In 2019, the Nepal Army purchased two Piper Archer DX training aircraft. In addition, the army is planning to start an airplane pilot training school within the army. This will be the first aviation school to offer training within Nepal. This is a significant step because Nepal Army officer cadets previously had to go to Bangladesh and India and Philippines for aviation courses. With the new training school, the Nepal Army can provide aviation training to officer cadets in the country itself. It is unclear whether the Nepal Army aviation school will be accessible to civilians in the near future.

== Accidents and incidents ==
- On 27 February 1970, a Nepalese Royal Flight de Havilland Canada DHC-6 Twin Otter crashed while taking off at Jomsom Airport killing one passenger. Three passengers and one crew member survived but the plane was written off.
- On 13 September 1972, a Royal Nepalese Air Force Douglas DC-3 crashed when it hit a high tension powerline during a flight in Panchkhal. All 31 occupants of the aircraft were killed.
- On 30 December 1985, a Nepal Army Air Wing Short SC.7 Skyvan crashed in jungle near Dhangadi killing all 25 soldiers aboard.
- On 10 July 1991, a Nepal Army Air Wing de Havilland Twin Otter en route from Surkhet to Jumla was destroyed, killing 3 people, when hit a hillside. Later analysis showed the altimeter had given an incorrect reading.

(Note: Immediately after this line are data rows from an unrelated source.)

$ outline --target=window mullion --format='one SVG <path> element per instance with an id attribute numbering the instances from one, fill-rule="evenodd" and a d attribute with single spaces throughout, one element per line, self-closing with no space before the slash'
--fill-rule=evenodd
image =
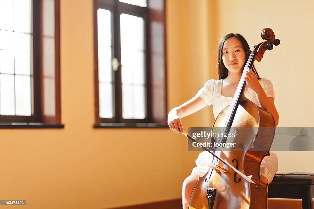
<path id="1" fill-rule="evenodd" d="M 120 15 L 121 13 L 119 4 L 116 3 L 113 12 L 113 36 L 114 57 L 121 63 L 121 44 L 120 29 Z M 114 83 L 115 115 L 116 123 L 121 122 L 122 118 L 122 96 L 121 82 L 121 65 L 118 70 L 114 71 Z"/>

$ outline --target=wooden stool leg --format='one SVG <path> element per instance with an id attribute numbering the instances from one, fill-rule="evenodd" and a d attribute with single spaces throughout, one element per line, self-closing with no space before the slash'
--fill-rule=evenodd
<path id="1" fill-rule="evenodd" d="M 305 185 L 302 186 L 302 208 L 312 209 L 313 199 L 312 199 L 311 186 Z"/>

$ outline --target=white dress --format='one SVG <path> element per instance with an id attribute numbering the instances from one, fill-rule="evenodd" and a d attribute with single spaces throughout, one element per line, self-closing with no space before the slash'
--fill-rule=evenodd
<path id="1" fill-rule="evenodd" d="M 270 81 L 264 78 L 258 80 L 258 81 L 267 97 L 272 97 L 274 99 L 275 94 Z M 231 103 L 232 99 L 232 97 L 221 95 L 223 82 L 223 79 L 218 81 L 213 79 L 209 80 L 206 82 L 204 87 L 200 89 L 196 94 L 202 98 L 208 105 L 213 105 L 213 111 L 215 118 L 225 107 Z M 252 102 L 260 107 L 256 94 L 252 89 L 249 87 L 246 88 L 244 95 Z M 208 152 L 201 153 L 195 160 L 197 166 L 193 169 L 192 173 L 200 172 L 204 174 L 207 173 L 209 169 L 208 165 L 212 163 L 212 159 L 213 156 Z M 270 183 L 278 170 L 278 158 L 275 154 L 270 152 L 270 155 L 265 157 L 262 161 L 260 174 L 266 177 Z"/>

- On 18 October 2011, a Nepal Army Air Wing Britten-Norman BN-2 Islander performing an ambulance flight from Nepalgunj to Kathmandu crashed near Dhorpatan, Baglung District and caught fire. None of the six occupants survived the accident.

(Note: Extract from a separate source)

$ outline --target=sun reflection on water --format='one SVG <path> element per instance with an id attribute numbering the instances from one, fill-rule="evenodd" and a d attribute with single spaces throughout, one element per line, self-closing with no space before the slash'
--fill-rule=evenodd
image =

- On 30 May 2017, a Nepal Army Air Wing PZL M28 Skytruck (Registration NA-048) crashed at Bajura Airport while the pilot was undertaking a forced landing due to bad weather. The cargo airplane was supposed to land at Simikot Airport in Humla District. However, bad weather condition forced the pilot to divert towards Bajura. The pilot died and two others were injured.